Reputation: 6139
I am trying to generalize schema for creating empty tables in pyspark. My list holds colname and datatype seperated with space.
Below is my code.
I could generalize col name, but it is not able to cast the type.
from pyspark.sql.types import *
tblColumns = [ 'emp_name StringType()'
, 'confidence DoubleType()'
, 'addressType StringType()'
, 'reg StringType()'
, 'inpindex IntegerType()'
]
def createEmptyTable(tblColumns):
structCols = [StructField(colName.split(' ')[0], (colName.split(' ')[1]), True)

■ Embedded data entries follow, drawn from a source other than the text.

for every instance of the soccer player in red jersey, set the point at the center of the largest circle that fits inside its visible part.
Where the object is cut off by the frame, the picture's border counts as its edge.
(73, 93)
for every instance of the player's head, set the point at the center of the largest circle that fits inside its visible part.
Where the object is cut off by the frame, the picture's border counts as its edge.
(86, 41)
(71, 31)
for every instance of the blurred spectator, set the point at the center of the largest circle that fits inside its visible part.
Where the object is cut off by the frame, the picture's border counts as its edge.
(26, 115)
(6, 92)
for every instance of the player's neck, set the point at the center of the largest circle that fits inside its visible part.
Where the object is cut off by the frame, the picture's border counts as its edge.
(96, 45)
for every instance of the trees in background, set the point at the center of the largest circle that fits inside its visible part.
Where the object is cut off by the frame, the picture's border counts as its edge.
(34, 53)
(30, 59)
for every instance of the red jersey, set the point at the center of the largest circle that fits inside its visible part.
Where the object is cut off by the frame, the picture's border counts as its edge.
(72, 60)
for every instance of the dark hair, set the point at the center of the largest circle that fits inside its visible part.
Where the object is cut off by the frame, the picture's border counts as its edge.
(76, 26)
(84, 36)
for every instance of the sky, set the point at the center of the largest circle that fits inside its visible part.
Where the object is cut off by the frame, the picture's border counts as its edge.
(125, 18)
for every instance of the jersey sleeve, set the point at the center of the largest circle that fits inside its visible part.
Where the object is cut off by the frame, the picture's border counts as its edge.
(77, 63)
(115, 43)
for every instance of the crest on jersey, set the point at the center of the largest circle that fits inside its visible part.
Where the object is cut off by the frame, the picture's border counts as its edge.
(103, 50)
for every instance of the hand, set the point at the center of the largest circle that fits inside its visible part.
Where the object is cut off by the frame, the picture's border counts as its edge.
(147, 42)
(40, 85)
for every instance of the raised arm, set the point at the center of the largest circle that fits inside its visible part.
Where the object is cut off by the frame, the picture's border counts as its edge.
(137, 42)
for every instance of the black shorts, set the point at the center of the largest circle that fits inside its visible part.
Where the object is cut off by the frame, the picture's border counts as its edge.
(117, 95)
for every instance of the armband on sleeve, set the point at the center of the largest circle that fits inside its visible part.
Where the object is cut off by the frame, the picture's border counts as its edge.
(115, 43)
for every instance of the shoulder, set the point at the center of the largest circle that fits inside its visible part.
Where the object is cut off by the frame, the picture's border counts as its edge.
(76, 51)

for colName in tblColumns]
print('Returning cols', structCols)
return(structCols)
createEmptyTable(tblColumns)
Gives below error.
AssertionError: dataType StringType() should be an instance of <class 'pyspark.sql.types.DataType'>
Is there a way to make datatype as generic
Upvotes: 0
Views: 2425
Reputation: 361
Yes well, it's throwing an error on you because it's a string.
You should cast it somehow by some mapping
so for example
instead of (colName.split(' ')[1])
you should do some mapping table
from pyspark.sql.types import *
datatype = {
'StringType': StringType
...
}
def createEmptyTable(tblColumns):
structCols = [StructField(colName.split(' ')[0], datatype[colName.split(' ')[1]](), True)
for colName in tblColumns]
This way should work, be aware that you will have to declare all the types mapping.
Upvotes: 1